Regarding your first question, Spark's partitions are very similar (in fact built out of Hadoop's InputSplit from InputFormat). Each FileSplit generally contains the following properties

  • InputPath
  • StartOffset
  • Length (generally block size on the cluster)

So let's consider the following cases when you say the data at the source has changed

+--------------------------+-------------------------------------------------------------+
|         Scenario         |                        What happens                         |
+--------------------------+-------------------------------------------------------------+
| New file get's added     | The new files are not part of the input splits              |
|                          | so they're not captured as part of the partitions.          |
| Existing file is deleted | This will cause the job to fail with FileNotFoundException. |
+--------------------------+-------------------------------------------------------------+

Regarding your second question, When you say repartition there're again two ways.
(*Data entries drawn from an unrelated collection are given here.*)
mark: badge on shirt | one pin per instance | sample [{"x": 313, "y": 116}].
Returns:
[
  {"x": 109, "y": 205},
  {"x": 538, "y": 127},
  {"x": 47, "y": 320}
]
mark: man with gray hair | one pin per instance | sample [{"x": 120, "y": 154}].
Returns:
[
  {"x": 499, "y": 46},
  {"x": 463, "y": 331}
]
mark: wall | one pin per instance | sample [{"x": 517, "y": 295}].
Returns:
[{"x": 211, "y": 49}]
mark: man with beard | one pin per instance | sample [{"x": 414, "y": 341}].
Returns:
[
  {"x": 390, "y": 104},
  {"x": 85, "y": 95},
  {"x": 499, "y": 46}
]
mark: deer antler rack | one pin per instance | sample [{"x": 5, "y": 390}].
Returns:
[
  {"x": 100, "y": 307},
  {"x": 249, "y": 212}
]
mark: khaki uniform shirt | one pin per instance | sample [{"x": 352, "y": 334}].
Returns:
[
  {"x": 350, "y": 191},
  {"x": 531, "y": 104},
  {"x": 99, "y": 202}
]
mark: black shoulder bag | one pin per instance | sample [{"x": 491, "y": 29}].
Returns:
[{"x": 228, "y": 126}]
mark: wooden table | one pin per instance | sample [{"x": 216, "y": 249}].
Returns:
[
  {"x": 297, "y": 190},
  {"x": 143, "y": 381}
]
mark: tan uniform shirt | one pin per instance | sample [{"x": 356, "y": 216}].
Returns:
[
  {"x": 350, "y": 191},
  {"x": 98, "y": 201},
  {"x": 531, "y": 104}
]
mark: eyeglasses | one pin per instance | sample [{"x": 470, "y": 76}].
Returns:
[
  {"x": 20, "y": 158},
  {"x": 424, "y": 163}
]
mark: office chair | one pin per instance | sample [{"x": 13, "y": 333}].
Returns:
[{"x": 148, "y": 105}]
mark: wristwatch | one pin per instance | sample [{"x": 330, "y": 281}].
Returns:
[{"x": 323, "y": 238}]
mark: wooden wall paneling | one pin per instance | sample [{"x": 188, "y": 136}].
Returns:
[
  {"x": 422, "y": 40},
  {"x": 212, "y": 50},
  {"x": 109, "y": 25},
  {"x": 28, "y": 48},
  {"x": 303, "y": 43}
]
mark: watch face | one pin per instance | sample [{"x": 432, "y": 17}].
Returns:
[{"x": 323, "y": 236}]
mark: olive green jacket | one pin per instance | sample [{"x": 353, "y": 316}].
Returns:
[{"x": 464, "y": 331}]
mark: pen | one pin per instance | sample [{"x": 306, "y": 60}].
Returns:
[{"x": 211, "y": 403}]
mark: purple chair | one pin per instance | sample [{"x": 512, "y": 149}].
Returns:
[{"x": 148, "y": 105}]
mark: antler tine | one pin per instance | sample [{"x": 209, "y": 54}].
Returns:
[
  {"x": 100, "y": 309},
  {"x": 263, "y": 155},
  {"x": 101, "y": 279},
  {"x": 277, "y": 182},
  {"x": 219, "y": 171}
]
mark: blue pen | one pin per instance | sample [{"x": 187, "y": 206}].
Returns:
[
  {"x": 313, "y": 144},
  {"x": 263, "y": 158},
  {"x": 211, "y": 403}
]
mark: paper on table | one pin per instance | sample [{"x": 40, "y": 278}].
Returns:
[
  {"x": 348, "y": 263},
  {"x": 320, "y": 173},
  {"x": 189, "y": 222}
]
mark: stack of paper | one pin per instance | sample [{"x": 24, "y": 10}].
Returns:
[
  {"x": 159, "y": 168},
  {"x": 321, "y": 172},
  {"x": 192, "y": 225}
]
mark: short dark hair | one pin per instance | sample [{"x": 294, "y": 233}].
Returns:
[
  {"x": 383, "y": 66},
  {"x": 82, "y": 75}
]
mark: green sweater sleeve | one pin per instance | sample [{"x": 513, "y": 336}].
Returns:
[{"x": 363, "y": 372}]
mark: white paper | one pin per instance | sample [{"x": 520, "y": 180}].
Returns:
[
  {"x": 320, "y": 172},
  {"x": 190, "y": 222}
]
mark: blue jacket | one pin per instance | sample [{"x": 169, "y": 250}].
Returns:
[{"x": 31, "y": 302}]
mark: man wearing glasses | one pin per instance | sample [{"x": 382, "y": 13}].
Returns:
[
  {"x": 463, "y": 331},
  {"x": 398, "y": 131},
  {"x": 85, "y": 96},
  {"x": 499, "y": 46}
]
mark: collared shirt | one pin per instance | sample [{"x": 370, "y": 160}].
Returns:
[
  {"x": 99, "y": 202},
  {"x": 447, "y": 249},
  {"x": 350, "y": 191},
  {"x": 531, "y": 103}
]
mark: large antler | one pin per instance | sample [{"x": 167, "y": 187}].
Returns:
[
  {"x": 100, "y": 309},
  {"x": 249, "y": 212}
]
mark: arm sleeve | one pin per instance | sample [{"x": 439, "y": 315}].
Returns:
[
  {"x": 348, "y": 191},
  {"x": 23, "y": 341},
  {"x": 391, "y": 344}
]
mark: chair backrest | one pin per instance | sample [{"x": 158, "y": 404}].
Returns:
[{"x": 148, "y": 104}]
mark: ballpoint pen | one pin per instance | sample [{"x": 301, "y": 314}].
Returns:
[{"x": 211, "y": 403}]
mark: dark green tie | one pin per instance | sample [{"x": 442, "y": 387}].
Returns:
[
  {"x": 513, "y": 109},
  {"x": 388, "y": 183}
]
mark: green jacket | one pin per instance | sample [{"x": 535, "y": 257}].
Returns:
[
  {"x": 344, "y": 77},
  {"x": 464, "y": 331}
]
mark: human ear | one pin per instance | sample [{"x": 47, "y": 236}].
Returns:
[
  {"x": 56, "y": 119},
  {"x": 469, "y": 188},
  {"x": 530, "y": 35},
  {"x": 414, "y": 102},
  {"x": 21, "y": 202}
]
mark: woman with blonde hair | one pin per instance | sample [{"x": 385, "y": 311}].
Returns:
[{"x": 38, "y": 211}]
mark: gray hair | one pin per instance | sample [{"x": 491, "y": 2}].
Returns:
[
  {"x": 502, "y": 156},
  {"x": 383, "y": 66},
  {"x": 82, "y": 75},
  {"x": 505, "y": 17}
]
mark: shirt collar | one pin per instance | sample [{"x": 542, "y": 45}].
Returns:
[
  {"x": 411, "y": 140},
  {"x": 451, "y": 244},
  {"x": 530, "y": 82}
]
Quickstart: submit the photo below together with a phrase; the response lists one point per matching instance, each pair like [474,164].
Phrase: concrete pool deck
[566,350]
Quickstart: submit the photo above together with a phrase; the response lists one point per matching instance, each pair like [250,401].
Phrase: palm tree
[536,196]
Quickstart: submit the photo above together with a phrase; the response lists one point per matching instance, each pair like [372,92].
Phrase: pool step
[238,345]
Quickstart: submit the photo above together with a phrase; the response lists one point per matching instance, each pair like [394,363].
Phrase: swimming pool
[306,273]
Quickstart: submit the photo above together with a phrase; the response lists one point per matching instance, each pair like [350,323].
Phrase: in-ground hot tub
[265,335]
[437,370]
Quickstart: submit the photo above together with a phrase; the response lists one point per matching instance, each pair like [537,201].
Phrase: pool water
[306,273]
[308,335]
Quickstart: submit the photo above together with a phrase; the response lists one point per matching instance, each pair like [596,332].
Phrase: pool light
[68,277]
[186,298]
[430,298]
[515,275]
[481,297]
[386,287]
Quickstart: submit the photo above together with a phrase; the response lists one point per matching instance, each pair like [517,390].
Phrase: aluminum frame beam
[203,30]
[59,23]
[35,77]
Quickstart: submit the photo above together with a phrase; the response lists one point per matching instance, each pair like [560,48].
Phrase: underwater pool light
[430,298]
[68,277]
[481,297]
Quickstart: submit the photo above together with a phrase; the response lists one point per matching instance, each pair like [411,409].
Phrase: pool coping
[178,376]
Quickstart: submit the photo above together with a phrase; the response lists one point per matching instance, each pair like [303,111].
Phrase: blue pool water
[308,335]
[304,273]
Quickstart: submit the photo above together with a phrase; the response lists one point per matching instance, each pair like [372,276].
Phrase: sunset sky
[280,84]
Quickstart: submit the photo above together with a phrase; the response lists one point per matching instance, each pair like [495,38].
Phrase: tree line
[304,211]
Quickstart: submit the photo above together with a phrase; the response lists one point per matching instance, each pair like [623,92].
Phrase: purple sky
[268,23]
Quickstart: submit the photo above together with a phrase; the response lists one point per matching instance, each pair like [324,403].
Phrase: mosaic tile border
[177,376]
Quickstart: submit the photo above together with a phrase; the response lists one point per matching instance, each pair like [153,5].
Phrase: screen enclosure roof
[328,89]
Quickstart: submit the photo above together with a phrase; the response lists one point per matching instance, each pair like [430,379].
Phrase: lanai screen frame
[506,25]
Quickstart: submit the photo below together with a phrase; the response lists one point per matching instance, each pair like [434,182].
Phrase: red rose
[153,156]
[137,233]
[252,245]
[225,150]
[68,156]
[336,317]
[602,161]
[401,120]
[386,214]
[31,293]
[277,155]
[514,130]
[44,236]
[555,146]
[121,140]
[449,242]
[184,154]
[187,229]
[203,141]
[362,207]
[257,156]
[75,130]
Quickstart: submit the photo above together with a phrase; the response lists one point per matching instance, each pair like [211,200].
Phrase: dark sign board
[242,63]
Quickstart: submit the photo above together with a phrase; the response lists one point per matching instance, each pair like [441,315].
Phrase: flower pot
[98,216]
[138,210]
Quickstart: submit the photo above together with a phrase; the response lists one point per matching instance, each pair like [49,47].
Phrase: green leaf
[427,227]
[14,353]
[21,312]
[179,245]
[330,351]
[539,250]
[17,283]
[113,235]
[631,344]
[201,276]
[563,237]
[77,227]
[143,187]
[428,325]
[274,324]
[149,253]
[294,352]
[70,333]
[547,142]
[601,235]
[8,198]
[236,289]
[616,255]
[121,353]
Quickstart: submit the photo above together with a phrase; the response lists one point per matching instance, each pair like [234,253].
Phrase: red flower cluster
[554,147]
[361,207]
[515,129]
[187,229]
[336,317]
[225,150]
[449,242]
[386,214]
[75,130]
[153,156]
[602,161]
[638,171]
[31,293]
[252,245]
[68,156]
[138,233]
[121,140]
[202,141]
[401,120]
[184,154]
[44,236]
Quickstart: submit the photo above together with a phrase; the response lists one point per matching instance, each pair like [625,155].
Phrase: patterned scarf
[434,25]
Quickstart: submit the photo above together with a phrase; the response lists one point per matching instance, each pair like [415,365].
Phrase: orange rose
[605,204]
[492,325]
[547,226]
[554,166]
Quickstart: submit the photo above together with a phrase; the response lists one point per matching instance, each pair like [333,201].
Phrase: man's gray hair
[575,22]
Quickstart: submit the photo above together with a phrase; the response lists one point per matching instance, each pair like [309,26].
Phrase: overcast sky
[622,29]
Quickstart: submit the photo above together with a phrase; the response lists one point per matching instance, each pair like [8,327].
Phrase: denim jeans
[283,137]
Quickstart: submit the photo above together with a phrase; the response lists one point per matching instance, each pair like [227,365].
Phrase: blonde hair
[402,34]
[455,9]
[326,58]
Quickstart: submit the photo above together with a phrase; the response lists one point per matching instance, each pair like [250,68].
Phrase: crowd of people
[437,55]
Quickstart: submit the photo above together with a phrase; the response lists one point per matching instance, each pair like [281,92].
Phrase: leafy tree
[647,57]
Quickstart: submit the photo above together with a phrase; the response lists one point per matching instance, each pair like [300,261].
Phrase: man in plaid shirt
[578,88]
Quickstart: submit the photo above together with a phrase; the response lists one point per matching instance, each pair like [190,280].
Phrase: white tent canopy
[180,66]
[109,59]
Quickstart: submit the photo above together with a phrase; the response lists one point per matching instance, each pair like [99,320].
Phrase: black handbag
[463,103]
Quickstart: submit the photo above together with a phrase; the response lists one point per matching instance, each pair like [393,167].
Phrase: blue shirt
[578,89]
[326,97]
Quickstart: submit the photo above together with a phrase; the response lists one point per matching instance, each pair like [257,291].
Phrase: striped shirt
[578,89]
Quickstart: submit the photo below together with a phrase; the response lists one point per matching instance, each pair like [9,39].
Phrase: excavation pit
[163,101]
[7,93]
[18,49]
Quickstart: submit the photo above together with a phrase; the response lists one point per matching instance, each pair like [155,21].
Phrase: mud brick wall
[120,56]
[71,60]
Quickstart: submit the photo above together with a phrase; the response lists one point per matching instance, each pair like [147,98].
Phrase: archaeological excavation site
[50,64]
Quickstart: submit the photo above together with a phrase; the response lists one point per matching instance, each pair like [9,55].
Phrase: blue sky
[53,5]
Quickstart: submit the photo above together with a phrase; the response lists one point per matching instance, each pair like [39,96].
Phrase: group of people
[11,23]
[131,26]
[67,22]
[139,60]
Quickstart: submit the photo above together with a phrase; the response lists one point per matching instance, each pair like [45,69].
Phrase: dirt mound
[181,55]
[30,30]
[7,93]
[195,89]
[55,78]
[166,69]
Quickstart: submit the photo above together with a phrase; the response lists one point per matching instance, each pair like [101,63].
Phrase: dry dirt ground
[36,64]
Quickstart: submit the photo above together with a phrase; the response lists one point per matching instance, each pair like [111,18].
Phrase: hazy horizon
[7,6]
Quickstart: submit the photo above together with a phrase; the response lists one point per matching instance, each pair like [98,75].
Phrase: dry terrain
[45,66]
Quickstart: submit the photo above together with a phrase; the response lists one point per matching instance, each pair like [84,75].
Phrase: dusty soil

With shuffling=true and without.

Without shuffling it's is really just bunching a list of InputSplits together into a single partition (if new numPartitions < existing partitions). In case of re-evaluation they would be read again from the source.

If you had shuffling=true during repartition, the spark does book keeping required to find the missing partitions and re-run the tasks. You can read more about that in here. So the same situation as above applies while re-reading the partitions from the input.

PS: I've assumed the source is a Hadoop compatible Filesystem.